Adelia mengangguk kuat."Aku bersedia. Aku akan menerima segala risikonya."

"Kita akan tinggal di sana beberapa bulan, lalu sesekali kembali ke kota ini. Jadi, kita harus punya banyak stok makanan,pakaian, alat mandi,alat tidur. Tapi, tenang saja~semua itu akan disediakan. Kau hanya perlu melengkapi keperluan pribadimu. Mungkin memperbanyak pakaian dalam dan pembalut. Atau hal lain yang ingin kau miliki saat ada di sana,"jelas Aron dengan serius.

"Sepertinya harus berbelanja sekarang, ya, karena kita harus pergi besok pagi." Adelia cemas karena waktunya terbatas.

"Aku pergi siang kok. Jadi, tiba di sana sore. Masih banyak waktu. Lagi pula kita naik kendaraan pribadi. Terlambat sedikit tidak masalah."

"Oh~" Adelia terkejut,"karena James mengatakan kau akan pergi pagi-pagi sekali. Jadi, kesempatan untuk menemuimu hanya malam ini."

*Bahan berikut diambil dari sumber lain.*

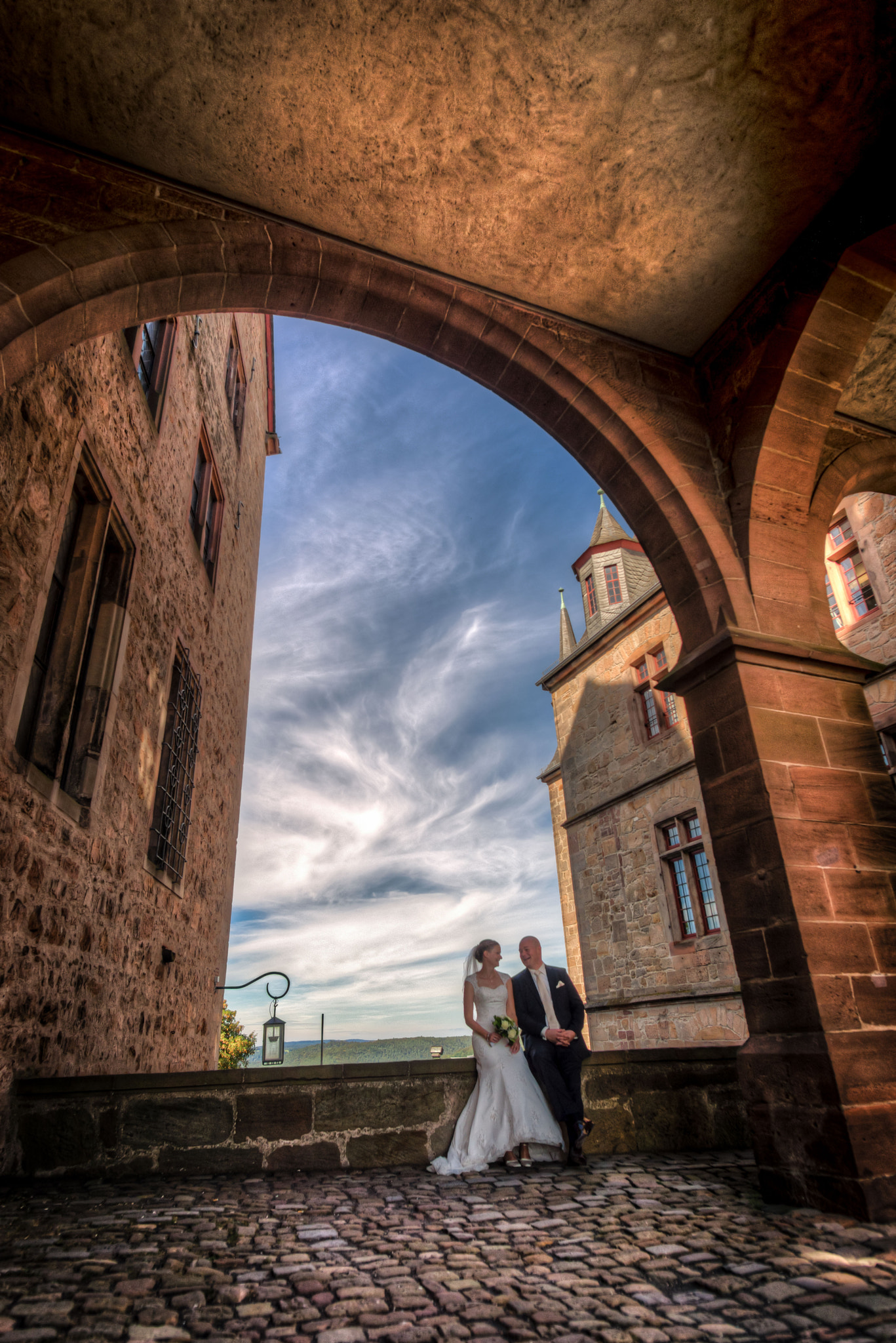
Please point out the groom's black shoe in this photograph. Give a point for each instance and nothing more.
(578, 1133)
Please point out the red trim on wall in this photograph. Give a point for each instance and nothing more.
(606, 546)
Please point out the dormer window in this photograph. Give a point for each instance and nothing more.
(614, 588)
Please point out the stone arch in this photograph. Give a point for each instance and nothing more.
(785, 439)
(650, 452)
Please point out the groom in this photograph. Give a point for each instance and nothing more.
(551, 1014)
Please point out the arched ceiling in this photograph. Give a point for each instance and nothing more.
(637, 164)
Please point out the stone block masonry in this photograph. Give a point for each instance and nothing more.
(351, 1115)
(84, 920)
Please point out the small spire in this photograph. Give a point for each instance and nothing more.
(606, 528)
(567, 635)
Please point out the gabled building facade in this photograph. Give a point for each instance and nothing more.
(645, 927)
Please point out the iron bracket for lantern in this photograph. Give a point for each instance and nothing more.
(275, 1029)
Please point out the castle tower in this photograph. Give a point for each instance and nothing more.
(613, 572)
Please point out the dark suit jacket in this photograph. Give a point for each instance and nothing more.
(567, 1005)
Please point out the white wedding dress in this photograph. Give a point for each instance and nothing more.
(507, 1106)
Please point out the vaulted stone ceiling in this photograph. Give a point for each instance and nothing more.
(638, 164)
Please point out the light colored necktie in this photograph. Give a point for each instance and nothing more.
(545, 994)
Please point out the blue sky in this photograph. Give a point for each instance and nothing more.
(414, 536)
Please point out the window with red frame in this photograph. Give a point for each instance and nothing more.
(832, 602)
(861, 594)
(614, 586)
(206, 508)
(686, 861)
(235, 387)
(659, 708)
(840, 532)
(151, 347)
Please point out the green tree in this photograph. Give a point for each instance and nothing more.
(237, 1047)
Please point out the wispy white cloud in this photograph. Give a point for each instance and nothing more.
(416, 532)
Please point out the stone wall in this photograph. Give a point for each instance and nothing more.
(617, 786)
(568, 915)
(83, 981)
(354, 1115)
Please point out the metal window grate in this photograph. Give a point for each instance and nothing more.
(175, 789)
(710, 907)
(683, 896)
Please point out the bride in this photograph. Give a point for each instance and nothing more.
(507, 1107)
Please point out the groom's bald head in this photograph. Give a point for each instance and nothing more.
(531, 953)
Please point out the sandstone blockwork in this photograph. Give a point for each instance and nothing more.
(349, 1116)
(85, 985)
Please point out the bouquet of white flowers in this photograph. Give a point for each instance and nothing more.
(507, 1029)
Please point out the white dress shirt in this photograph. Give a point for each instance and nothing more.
(540, 978)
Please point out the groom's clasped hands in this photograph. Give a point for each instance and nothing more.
(560, 1037)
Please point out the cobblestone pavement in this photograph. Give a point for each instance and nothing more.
(629, 1251)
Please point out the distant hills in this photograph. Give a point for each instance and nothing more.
(303, 1053)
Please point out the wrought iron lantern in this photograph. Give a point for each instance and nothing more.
(273, 1039)
(275, 1029)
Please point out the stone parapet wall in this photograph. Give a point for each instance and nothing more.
(354, 1115)
(718, 1021)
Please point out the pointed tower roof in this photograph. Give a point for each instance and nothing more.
(608, 536)
(606, 528)
(567, 635)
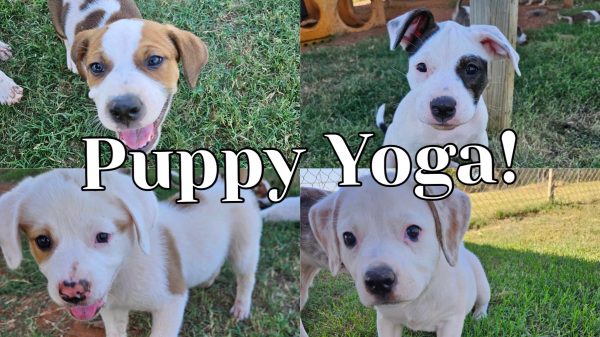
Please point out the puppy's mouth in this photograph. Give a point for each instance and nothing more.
(86, 312)
(144, 139)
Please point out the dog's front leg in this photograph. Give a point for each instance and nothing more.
(115, 322)
(166, 321)
(386, 328)
(452, 328)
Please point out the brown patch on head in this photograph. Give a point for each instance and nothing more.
(86, 50)
(173, 263)
(32, 233)
(91, 21)
(128, 10)
(58, 12)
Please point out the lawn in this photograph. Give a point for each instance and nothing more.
(544, 271)
(247, 95)
(26, 309)
(556, 111)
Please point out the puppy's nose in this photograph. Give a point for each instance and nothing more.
(74, 292)
(443, 108)
(380, 281)
(125, 109)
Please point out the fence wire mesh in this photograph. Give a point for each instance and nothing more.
(533, 189)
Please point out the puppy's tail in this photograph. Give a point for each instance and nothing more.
(379, 118)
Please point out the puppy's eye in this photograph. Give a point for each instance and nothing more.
(154, 61)
(472, 69)
(412, 232)
(349, 239)
(97, 68)
(102, 237)
(43, 242)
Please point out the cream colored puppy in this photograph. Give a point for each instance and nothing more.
(118, 250)
(406, 256)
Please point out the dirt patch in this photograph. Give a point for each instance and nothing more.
(530, 17)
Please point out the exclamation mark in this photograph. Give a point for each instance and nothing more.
(508, 138)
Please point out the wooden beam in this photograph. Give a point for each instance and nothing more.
(499, 94)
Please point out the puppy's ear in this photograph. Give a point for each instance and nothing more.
(10, 208)
(454, 214)
(141, 205)
(79, 50)
(411, 29)
(191, 51)
(496, 44)
(323, 222)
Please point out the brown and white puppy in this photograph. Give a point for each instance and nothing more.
(130, 64)
(405, 255)
(10, 92)
(119, 250)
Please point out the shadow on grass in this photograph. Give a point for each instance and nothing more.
(532, 295)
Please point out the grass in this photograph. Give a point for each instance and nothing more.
(247, 94)
(26, 309)
(555, 113)
(544, 271)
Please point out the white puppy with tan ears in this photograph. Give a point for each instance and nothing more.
(118, 250)
(447, 73)
(130, 64)
(405, 255)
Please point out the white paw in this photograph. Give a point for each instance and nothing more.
(5, 51)
(10, 92)
(240, 311)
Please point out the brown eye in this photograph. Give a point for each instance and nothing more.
(43, 242)
(102, 237)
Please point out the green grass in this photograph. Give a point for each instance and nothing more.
(26, 309)
(544, 271)
(556, 107)
(247, 94)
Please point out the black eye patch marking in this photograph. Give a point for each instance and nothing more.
(472, 70)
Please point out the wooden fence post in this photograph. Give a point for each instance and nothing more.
(499, 94)
(551, 186)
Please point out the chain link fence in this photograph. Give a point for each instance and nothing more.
(533, 190)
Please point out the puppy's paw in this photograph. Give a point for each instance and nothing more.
(240, 311)
(10, 92)
(5, 51)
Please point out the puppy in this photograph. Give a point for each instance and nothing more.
(405, 255)
(447, 75)
(10, 92)
(588, 16)
(462, 15)
(130, 64)
(118, 250)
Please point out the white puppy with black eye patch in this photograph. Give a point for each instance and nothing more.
(130, 64)
(447, 73)
(405, 255)
(118, 250)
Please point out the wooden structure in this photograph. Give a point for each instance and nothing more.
(499, 94)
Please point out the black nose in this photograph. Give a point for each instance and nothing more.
(380, 281)
(125, 109)
(443, 108)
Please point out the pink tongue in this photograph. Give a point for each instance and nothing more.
(85, 313)
(137, 138)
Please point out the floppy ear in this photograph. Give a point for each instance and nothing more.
(10, 208)
(496, 44)
(79, 50)
(141, 205)
(454, 214)
(411, 29)
(192, 52)
(323, 222)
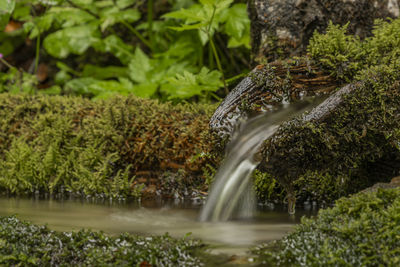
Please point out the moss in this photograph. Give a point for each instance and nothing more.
(348, 149)
(362, 230)
(107, 148)
(345, 55)
(26, 244)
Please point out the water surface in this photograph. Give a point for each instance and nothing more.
(154, 217)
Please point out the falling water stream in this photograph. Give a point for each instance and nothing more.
(231, 195)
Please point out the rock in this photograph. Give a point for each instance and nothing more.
(282, 28)
(352, 135)
(267, 87)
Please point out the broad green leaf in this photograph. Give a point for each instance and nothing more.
(22, 13)
(39, 26)
(116, 46)
(191, 15)
(70, 16)
(113, 15)
(103, 73)
(187, 85)
(243, 41)
(79, 86)
(237, 21)
(6, 8)
(145, 90)
(75, 40)
(53, 90)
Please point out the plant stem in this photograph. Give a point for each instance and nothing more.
(150, 6)
(37, 53)
(82, 8)
(138, 35)
(214, 49)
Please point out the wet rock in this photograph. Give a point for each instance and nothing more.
(267, 88)
(353, 134)
(282, 28)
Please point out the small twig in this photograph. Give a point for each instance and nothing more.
(2, 60)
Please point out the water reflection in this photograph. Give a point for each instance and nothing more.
(153, 217)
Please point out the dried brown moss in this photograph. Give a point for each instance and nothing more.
(109, 147)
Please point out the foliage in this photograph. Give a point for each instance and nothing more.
(55, 144)
(102, 48)
(362, 230)
(334, 152)
(346, 55)
(26, 244)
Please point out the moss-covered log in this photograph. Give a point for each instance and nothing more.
(105, 148)
(282, 28)
(352, 140)
(267, 87)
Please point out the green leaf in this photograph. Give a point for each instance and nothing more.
(187, 85)
(113, 15)
(70, 16)
(116, 46)
(145, 90)
(6, 8)
(139, 67)
(103, 73)
(75, 40)
(237, 21)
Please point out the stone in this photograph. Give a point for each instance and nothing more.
(282, 28)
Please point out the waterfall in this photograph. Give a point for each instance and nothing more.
(231, 194)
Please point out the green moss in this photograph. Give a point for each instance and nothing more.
(352, 147)
(362, 230)
(26, 244)
(267, 188)
(105, 148)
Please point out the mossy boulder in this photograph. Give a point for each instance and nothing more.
(362, 230)
(347, 143)
(283, 28)
(119, 147)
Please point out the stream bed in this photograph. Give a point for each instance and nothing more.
(155, 217)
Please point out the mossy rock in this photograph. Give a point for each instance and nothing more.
(108, 148)
(283, 28)
(362, 230)
(349, 142)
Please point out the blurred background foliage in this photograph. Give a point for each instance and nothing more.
(179, 50)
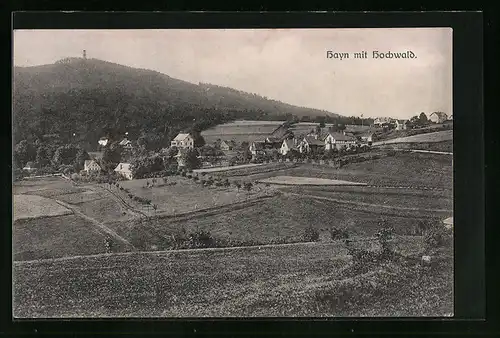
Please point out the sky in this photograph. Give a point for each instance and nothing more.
(289, 65)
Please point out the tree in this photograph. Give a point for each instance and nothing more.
(423, 119)
(111, 157)
(191, 159)
(43, 156)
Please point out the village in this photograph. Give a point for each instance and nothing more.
(287, 142)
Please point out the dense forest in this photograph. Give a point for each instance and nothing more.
(82, 100)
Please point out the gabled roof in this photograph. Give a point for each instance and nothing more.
(289, 143)
(341, 137)
(181, 136)
(440, 114)
(124, 142)
(313, 142)
(123, 167)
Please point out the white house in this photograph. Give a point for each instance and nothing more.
(103, 141)
(288, 145)
(338, 141)
(257, 147)
(381, 121)
(309, 144)
(184, 141)
(30, 166)
(126, 143)
(438, 117)
(91, 166)
(400, 124)
(124, 170)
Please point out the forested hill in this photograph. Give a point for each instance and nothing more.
(91, 98)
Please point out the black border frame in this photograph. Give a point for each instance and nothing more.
(468, 163)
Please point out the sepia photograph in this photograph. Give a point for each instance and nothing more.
(208, 173)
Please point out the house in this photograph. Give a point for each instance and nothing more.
(257, 147)
(227, 145)
(30, 166)
(339, 141)
(103, 141)
(366, 137)
(181, 160)
(400, 124)
(310, 144)
(382, 121)
(91, 166)
(273, 143)
(183, 140)
(124, 170)
(288, 145)
(438, 117)
(126, 144)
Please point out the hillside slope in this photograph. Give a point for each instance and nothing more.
(90, 97)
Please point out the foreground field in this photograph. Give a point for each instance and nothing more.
(30, 206)
(281, 219)
(301, 280)
(54, 237)
(438, 136)
(402, 169)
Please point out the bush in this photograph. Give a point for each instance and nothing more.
(311, 234)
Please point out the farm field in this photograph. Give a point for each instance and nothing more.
(438, 136)
(402, 169)
(310, 181)
(311, 280)
(47, 187)
(281, 219)
(30, 206)
(187, 196)
(234, 167)
(54, 237)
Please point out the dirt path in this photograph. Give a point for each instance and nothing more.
(365, 204)
(96, 223)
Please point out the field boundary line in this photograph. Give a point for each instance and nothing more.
(366, 204)
(96, 223)
(247, 247)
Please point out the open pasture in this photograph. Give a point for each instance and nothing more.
(187, 196)
(438, 136)
(54, 237)
(402, 169)
(31, 206)
(241, 131)
(307, 181)
(281, 219)
(46, 186)
(307, 280)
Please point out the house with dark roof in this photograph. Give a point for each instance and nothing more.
(257, 147)
(438, 117)
(124, 170)
(310, 144)
(400, 124)
(226, 145)
(30, 166)
(183, 140)
(91, 166)
(339, 141)
(288, 145)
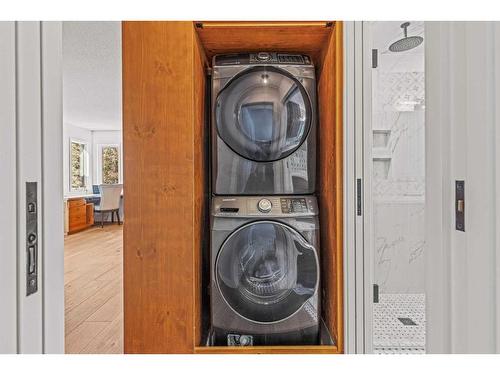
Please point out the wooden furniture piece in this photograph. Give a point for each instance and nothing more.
(165, 138)
(80, 214)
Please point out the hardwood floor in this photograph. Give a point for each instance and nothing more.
(93, 290)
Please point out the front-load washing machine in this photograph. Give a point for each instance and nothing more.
(265, 271)
(263, 124)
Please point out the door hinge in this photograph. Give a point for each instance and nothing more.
(31, 238)
(374, 58)
(460, 205)
(358, 197)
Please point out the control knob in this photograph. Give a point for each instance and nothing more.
(264, 205)
(263, 56)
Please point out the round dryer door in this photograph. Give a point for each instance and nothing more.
(266, 271)
(263, 114)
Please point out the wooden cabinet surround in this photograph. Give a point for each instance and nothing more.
(165, 135)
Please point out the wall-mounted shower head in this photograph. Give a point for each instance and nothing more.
(407, 43)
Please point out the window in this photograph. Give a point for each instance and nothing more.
(79, 165)
(110, 164)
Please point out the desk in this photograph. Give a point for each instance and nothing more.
(79, 211)
(78, 214)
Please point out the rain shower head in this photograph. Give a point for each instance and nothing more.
(407, 43)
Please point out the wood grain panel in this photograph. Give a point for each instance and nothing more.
(160, 188)
(200, 181)
(227, 37)
(330, 183)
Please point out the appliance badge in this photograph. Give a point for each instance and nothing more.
(239, 340)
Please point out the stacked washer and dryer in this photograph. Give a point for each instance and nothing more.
(264, 255)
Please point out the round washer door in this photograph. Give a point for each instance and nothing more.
(263, 114)
(266, 271)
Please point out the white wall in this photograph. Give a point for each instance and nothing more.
(463, 143)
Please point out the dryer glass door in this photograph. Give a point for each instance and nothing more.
(263, 114)
(266, 271)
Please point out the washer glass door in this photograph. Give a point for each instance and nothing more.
(266, 271)
(263, 114)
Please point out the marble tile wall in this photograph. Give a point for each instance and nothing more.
(398, 180)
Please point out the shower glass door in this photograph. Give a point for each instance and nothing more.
(394, 144)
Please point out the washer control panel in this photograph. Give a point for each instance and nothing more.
(267, 206)
(264, 205)
(293, 205)
(262, 57)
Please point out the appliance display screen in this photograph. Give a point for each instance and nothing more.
(293, 205)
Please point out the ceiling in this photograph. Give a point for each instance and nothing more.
(92, 75)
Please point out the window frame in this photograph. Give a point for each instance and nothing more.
(86, 164)
(100, 147)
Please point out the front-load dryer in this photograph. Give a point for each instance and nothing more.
(265, 272)
(263, 124)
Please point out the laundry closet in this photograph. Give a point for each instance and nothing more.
(175, 163)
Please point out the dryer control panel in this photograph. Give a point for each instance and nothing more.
(262, 58)
(266, 206)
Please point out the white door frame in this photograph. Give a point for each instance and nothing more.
(357, 283)
(31, 151)
(8, 193)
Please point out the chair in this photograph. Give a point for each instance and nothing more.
(110, 201)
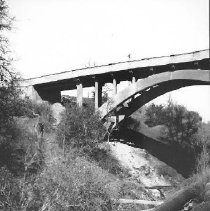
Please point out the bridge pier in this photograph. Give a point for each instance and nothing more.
(98, 94)
(114, 86)
(79, 93)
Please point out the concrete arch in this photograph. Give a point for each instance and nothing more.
(137, 94)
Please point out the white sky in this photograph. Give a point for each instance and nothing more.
(58, 35)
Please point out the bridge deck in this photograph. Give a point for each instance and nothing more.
(117, 67)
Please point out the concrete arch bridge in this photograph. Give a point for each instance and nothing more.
(149, 78)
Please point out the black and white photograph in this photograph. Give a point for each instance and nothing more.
(104, 105)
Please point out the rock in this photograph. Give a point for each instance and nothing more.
(207, 186)
(207, 195)
(205, 206)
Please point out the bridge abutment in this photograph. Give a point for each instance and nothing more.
(98, 94)
(79, 93)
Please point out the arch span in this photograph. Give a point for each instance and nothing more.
(138, 94)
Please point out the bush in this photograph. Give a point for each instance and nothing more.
(74, 184)
(182, 125)
(80, 128)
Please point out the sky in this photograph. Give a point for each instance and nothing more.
(51, 36)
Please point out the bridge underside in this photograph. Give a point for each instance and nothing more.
(138, 94)
(49, 87)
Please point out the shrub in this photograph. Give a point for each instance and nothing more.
(182, 125)
(80, 128)
(74, 184)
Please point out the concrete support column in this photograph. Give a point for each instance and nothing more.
(133, 79)
(79, 94)
(114, 86)
(98, 94)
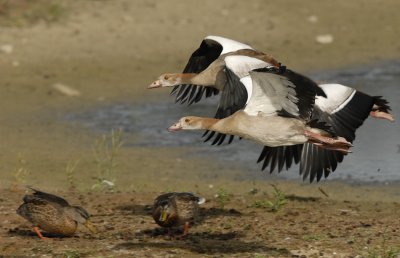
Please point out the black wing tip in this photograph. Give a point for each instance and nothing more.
(383, 104)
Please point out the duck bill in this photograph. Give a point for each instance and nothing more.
(88, 224)
(163, 216)
(175, 127)
(155, 84)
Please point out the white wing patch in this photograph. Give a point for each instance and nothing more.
(242, 65)
(271, 93)
(337, 97)
(228, 45)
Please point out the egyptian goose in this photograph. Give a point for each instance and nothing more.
(53, 214)
(176, 209)
(203, 70)
(294, 118)
(206, 73)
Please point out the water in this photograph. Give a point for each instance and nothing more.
(375, 157)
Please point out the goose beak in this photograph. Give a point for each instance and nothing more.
(175, 127)
(163, 216)
(155, 84)
(88, 224)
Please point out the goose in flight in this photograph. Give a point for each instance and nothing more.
(296, 119)
(206, 73)
(202, 74)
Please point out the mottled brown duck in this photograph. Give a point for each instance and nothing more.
(53, 214)
(176, 209)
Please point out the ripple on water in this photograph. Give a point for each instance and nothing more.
(375, 157)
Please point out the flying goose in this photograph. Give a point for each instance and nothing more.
(296, 120)
(204, 68)
(206, 72)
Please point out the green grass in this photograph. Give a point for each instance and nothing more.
(105, 152)
(70, 173)
(30, 12)
(20, 173)
(222, 197)
(276, 204)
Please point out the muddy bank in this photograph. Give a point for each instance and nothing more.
(109, 51)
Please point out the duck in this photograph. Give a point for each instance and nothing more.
(297, 120)
(53, 214)
(206, 73)
(176, 209)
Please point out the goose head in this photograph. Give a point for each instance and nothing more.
(166, 80)
(189, 123)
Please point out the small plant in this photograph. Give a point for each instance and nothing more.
(222, 197)
(105, 152)
(70, 172)
(71, 254)
(275, 204)
(20, 173)
(384, 251)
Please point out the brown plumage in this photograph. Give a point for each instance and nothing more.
(53, 214)
(176, 209)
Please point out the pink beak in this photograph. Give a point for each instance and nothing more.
(175, 127)
(155, 84)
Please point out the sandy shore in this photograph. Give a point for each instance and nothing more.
(109, 51)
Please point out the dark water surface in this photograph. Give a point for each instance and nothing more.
(376, 151)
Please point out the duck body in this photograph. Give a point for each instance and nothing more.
(53, 214)
(176, 209)
(47, 216)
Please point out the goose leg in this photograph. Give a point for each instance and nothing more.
(344, 150)
(36, 229)
(382, 115)
(339, 141)
(338, 144)
(185, 229)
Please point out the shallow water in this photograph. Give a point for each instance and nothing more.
(375, 157)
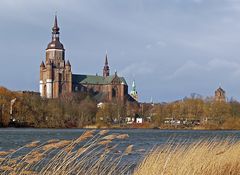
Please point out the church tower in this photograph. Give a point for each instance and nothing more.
(220, 95)
(106, 70)
(55, 75)
(133, 92)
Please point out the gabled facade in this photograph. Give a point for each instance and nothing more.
(56, 76)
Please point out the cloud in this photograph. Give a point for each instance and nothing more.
(138, 69)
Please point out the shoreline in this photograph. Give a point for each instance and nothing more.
(125, 128)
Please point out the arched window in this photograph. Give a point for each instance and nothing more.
(114, 93)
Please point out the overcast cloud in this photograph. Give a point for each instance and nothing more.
(172, 48)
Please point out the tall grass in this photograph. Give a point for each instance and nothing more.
(93, 153)
(201, 158)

Aron tertawa keras. Ia harus berterima kasih pada pria itu karena sudah membantunya. Dia memang pria yang cukup peka dengan situasi."Iya. Tapi, aku mengubah jadwal. Kita bisa berbelanja sekarang. Sekaligus mengambil barang-barangmu di hotel."

Adelia mengangguk."hmm itu artinya aku akan tidur di sini?"

"Iya. Kenapa? Kita sudah tidur bersama, kan? Lalu setelah ini kita akan menjadi lebih dekat." Aron bangkit mengambil ponsel dan kunci mobil. Tak lupa ia menyimpan pistol yang ia letakkan begitu saja.

Adelia menelan ludahnya. Dekat dengan pria lain setelah bercerai tidak ada dalam rencananya. Ia berpikir hubungannya dengan Aron hanya akan terjadi sesaat. Tapi, setelah ini ia dan Aron akan sering bertemu.

"Ayo kita pergi." Aron mengamit lengan Adelia.

Adelia mendongak, ia terlihat bingung dan gelisah. Pikirannya kacau dan terasa hampa. Semoga saja ia bisa melupakannya pelan-pelan.

Keduanya pergi ke pusat perbelanjaan. Sepertinya setelah ini Aron harus mengubah rencana. Awalnya ia berencana membawa satu mobil double cabin bersama sopir. Lalu, isinya dipenuhi dengan barang-barang yang akan dibawa. Lalu, sepertinya itu sudah cukup penuh. Hanya tersisa satu bangku kemudi dan satu bangku penumpang. Lalu, ada barang tambahan yang saat ini sedang dibeli oleh Adelia beserta koper-kopernya. Ia akan menambah satu unit mobil lagi.

Adelia melihat sebagian isi tabungannya terkuras untuk belanjanya hari ini. Ia tidak membiarkan Aron membayar apa yang ia beli. Pria itu sudah terlalu banyak berkorban untuknya. Ia sedikit tidak rela karena uangnya hampir habis. Mengingat betapa sulitnya mencari uang. Ia berharap setelah ini bisa langsung bekerja dan mendapatkan uang. Setidaknya ia sudah menyiapkan kebutuhannya selama beberapa bulan ke depan.

"Adel!" Panggil Aron. Pria itu pergi setelah Adelia menolak untuk membayar tagihan belanjanya.

"Ya?"

"Sudah selesai?"

Adelia mengangguk."Sudah."

"Ini aku belikan novel dan komik. Kamu bisa baca untuk mengisi waktu luang."

"Tap-tapi, itu terlalu banyak." Adelia menelan ludahnya. Ada dua kardus yang dibantu bawakan oleh petugas toko buku.

Pria itu hanya tertawa dan mengambil alih troly Adelia. Mereka segera pergi ke parkiran mobil.